Crisi Lazio, tutti i dubbi

Quest’anno le difficoltà di Ciro, l’eclissse di Felipe (in scadenza) e gli infortuni di Zaccagni hanno accentuato la sterilità offensiva in parte rilevata nella stagione del secondo posto. La Lazio, richiuso nel cassetto il sogno dei quarti Champions, ora dovrà evitare contraccolpi negativi. Undici giornate di campionato per provare a risalire, le semifinali di Coppa Italia. E un nuovo ciclo, vista la carta d’identità di diversi giocatori, da immaginare. Con chi, non si sa. Sarri ha appena spiegato che i contratti nel calcio contano in modo relativo. Segnale chiarissimo. Milan, Fiorentina e forse Napoli entrerebbero in gioco. Fabiani frena. «Non c’è ragione di discutere l’allenatore e ha un altro anno». Ieri mattina era irritato per i tanti nomi accostati (non sul nostro giornale) alla panchina.

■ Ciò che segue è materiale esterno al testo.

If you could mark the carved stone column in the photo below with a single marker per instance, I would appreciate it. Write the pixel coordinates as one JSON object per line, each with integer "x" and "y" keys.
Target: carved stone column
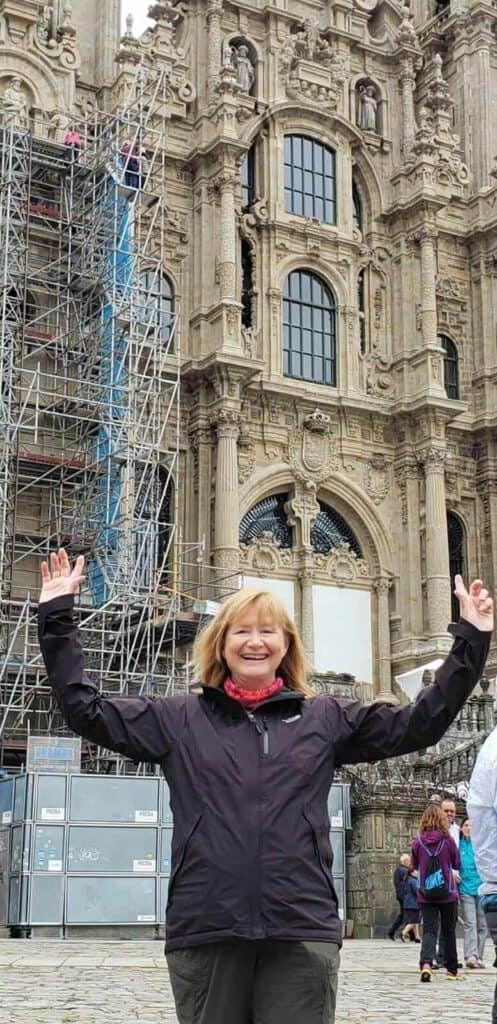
{"x": 408, "y": 83}
{"x": 226, "y": 498}
{"x": 382, "y": 586}
{"x": 305, "y": 577}
{"x": 301, "y": 512}
{"x": 426, "y": 238}
{"x": 407, "y": 474}
{"x": 438, "y": 568}
{"x": 214, "y": 16}
{"x": 226, "y": 183}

In serata è stata diramata una nota. «La Lazio conferma, qualora ce ne fosse bisogno, la totale fiducia in Sarri, precisando che ha un contratto in scadenza nel 2025. Tutte le voci che accosterebbero altri allenatori alla Lazio sono destituite di fondamento». Lotito, ogni anno, decide a fine maggio. Ricordate Inzaghi? Salutò dopo la Champions. Storie viste e riviste, cambiano solo i nomi e le scadenze.